道が入り組んでいて人もいないし薄暗いが、近道なんてそんなもんか。
少し行った所で不意に男性は足を止めた。
「?どうしたんですか?」
心配になって聞く。今更道わかりませんとか言わないよな、この人。
冗談は及川だけで十分だぞ。
男性はこちらに向いた。
ーそして、
不気味に嗤った。
「っ⁉︎」
手には、どこに置いてあったのか、木製のバットを持っている。
「ハハハ。
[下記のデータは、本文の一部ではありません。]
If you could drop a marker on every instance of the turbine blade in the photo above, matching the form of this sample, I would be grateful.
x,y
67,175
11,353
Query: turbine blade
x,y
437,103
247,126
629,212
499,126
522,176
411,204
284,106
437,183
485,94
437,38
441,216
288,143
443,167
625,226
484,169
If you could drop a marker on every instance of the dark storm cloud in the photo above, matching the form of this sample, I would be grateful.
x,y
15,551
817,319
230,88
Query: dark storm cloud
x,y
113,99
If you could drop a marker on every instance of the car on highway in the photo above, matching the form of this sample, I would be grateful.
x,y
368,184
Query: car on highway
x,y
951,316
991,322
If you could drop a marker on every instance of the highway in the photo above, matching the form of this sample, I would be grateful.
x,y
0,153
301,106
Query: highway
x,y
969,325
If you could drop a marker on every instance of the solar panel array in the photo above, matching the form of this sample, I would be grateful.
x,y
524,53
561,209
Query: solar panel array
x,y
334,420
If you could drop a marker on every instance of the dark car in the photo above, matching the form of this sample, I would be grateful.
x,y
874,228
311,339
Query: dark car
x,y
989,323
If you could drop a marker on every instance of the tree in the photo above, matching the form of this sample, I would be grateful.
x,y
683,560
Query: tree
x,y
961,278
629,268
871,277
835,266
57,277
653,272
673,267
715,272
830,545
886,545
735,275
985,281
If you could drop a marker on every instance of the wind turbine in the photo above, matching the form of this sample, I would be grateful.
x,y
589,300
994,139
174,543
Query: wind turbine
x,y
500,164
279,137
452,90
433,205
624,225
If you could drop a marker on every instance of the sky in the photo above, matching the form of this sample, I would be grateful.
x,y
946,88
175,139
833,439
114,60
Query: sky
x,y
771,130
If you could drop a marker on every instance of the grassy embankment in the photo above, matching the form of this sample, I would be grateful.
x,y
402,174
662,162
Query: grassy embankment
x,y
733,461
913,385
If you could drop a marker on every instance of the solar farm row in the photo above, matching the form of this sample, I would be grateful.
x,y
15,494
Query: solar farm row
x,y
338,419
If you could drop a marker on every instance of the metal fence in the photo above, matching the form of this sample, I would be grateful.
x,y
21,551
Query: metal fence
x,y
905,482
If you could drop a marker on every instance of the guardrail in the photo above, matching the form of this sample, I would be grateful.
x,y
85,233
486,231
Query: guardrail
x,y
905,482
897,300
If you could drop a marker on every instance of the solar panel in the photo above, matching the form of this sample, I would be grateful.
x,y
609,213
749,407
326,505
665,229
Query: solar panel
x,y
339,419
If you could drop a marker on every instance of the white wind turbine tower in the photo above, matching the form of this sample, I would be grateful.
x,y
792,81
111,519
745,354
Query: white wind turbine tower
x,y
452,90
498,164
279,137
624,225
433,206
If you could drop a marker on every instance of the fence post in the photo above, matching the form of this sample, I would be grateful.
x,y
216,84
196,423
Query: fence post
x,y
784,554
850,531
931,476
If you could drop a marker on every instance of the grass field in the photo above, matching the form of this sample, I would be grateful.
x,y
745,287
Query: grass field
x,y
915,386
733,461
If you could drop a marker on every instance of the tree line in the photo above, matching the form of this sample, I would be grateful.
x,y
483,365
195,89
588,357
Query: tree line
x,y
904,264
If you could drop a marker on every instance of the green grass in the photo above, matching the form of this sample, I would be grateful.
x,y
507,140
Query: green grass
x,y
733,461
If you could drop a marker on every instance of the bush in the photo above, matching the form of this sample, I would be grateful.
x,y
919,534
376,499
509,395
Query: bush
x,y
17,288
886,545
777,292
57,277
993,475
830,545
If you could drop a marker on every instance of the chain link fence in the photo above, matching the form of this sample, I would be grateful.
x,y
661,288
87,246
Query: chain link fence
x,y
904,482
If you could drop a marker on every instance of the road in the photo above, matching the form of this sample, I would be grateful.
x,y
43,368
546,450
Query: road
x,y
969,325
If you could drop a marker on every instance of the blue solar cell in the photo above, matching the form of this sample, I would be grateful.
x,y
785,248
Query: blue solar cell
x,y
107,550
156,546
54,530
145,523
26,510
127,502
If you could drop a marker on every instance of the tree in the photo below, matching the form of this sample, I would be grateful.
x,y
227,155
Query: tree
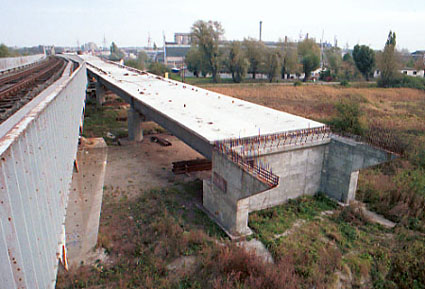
x,y
364,58
272,63
347,58
389,62
310,62
237,62
157,68
255,53
348,68
116,53
310,54
290,62
334,59
195,62
207,36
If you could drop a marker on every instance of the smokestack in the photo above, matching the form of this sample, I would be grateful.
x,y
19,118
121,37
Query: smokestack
x,y
261,23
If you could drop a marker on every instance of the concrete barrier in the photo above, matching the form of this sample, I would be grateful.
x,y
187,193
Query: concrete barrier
x,y
38,145
10,63
85,200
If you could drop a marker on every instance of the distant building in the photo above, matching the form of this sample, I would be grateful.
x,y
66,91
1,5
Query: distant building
x,y
413,72
419,54
406,71
182,38
89,46
175,52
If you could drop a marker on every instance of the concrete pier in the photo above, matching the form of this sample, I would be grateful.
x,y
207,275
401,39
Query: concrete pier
x,y
261,157
100,93
85,200
135,120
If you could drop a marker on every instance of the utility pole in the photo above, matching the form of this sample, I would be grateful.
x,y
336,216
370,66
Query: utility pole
x,y
261,24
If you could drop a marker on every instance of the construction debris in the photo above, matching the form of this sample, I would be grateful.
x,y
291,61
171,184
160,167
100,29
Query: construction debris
x,y
162,141
184,167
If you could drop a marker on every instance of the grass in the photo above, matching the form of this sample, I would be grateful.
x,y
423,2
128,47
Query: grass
x,y
319,250
98,122
375,257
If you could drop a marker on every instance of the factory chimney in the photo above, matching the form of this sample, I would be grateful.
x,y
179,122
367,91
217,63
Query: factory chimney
x,y
261,23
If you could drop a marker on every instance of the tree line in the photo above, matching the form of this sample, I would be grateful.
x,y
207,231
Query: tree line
x,y
209,55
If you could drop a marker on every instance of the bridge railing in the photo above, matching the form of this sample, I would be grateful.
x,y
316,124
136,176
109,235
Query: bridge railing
x,y
38,145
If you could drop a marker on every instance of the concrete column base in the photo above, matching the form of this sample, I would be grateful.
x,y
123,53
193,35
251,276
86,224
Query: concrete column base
x,y
135,131
85,200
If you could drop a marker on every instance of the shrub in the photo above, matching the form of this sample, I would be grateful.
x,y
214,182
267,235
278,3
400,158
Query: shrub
x,y
344,83
237,268
404,81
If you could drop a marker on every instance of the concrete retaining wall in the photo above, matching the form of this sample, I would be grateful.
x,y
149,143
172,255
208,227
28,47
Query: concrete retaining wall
x,y
85,200
37,155
10,63
343,159
226,206
299,174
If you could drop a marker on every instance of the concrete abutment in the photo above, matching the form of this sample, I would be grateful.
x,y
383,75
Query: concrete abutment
x,y
330,167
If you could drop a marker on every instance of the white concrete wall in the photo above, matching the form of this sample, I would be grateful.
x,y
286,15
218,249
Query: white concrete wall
x,y
85,200
9,63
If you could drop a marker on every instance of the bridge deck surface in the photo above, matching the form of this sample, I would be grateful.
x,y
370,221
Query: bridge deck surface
x,y
212,116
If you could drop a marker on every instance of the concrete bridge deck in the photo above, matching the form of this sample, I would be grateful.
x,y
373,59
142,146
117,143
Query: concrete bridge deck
x,y
208,115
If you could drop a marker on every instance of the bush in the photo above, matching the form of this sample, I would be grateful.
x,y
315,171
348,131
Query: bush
x,y
344,83
404,81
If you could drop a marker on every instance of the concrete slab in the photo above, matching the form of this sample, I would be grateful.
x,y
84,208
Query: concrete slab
x,y
210,115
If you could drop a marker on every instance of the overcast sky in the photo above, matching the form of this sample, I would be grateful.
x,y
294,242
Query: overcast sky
x,y
129,22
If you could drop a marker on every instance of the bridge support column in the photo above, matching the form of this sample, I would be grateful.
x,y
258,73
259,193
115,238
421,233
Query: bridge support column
x,y
85,200
135,119
100,94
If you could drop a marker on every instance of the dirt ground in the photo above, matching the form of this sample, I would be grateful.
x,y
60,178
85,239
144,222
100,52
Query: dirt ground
x,y
135,167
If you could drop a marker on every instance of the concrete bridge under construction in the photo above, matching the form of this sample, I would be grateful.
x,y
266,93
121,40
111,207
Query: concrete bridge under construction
x,y
260,158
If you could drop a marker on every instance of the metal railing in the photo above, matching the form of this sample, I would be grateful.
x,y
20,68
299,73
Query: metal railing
x,y
245,152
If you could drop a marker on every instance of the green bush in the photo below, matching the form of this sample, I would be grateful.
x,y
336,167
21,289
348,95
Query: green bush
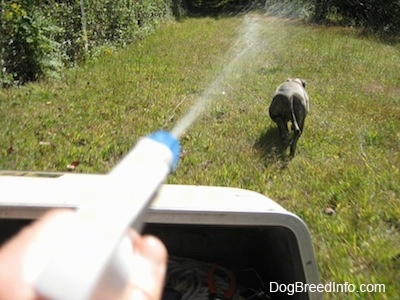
x,y
38,38
28,46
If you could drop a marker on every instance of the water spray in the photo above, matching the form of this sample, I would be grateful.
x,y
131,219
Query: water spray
x,y
93,253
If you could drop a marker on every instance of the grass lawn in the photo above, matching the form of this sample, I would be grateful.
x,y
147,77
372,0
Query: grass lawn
x,y
344,181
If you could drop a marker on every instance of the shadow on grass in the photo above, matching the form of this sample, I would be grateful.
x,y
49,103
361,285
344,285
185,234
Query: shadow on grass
x,y
271,148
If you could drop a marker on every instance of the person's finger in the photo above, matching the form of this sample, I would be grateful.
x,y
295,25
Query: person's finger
x,y
15,282
148,268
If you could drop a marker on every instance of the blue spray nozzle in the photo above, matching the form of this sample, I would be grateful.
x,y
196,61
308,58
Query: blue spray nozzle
x,y
167,139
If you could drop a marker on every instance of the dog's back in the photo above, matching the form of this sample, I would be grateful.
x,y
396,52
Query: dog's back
x,y
290,102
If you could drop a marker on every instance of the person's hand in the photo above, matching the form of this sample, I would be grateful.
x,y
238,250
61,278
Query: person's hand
x,y
146,280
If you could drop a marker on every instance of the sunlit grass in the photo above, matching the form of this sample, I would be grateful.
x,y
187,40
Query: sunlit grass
x,y
348,159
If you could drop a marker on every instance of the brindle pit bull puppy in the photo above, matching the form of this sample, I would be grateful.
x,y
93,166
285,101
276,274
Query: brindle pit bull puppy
x,y
290,103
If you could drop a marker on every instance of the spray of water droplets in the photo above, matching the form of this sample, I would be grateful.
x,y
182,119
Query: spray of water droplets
x,y
245,48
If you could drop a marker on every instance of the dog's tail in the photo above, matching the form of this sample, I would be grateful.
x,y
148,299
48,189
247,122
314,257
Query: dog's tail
x,y
294,119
ようやく2人きりになれたね?柊ちゃん?」
「…なんで私の名前知ってんだよ」
引き気味で言うと、男はさも当然のように
「そりゃあ、ずっと君を見ていたからだよ」
なんて言う。
もしかして、コイツがこの前及川の言っていた不審者なんじゃないだろうか。
だとしたら、叩きつぶー
ここで、ふと気づいた。
今日は竹刀を持っていない事に。
「…チッこんな時に限って」
「これも内容聞いてたからね。こんな絶好の機会そうないよ」
と言って、男はこちらに向かって来た。
ここで止まっても勝ち目はない。
だとするとーー
逃げるしかないだろう。
私は後ろを向いて一気に走り出した。